Elle travaille pour tous les grands acteurs du secteur, installés pour beaucoup dans le grand Ouest. Avec son investissement, la société choletaise s’est dotée d’une nouvelle feuille de route avec une stratégie reposant sur 5 axes : l’enrichissement de son offre de volets pour blocs-baies en développant l’innovation, comme avec des produits proposant des lames micro-perforées, la poursuite de sa croissance dans le domaine des volets roulants (hors blocs-baies), l’évolution de son offre en produits permettant la protection solaire, le développement du centre de production des produits en lancement pour l’ensemble du pôle ouest du groupe, et l’engagement pour le développement durable.

"Nous travaillons beaucoup sur la maîtrise des matières premières, indique Stéphane Jacquet, en recyclant l’intégralité de nos chutes de PVC et en intégrant dans nos filières de production une part de matière issue de la filière du recyclage des menuiseries dans nos fabrications. "
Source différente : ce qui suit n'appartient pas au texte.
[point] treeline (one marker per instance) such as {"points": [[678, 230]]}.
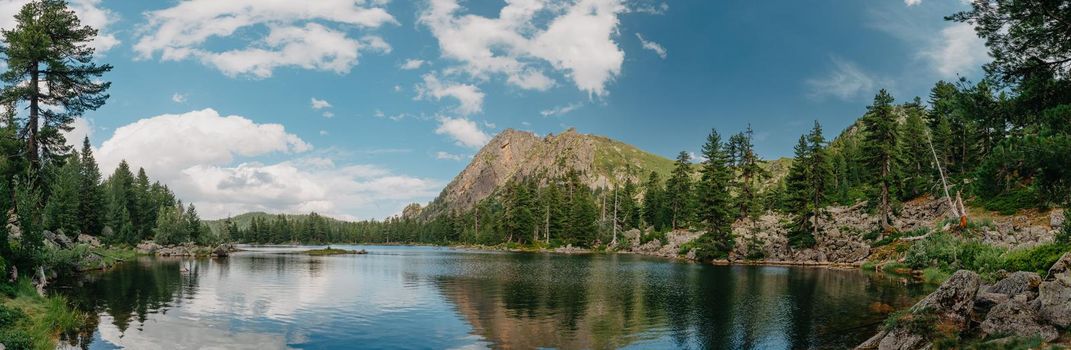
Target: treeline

L’entreprise a également diminué la consommation de ses lignes d’extrusion et a réalisé en 2024 son premier bilan carbone. En juillet prochain, elle éditera sa première fiche de déclaration environnementale et sanitaire (FDES) pour son principal produit, le Thermobloc, et prévoit d’en éditer pour d’autres de ses productions.

Un engagement qui s’inscrit pleinement dans la politique environnementale du groupe Bouyer-Leroux, qui a engagé un plan d’investissement de 76 millions d’euros pour réduire son empreinte carbone. Il s’est fixé pour objectif d’atteindre 90 % de décarbonation de ses activités en 2027.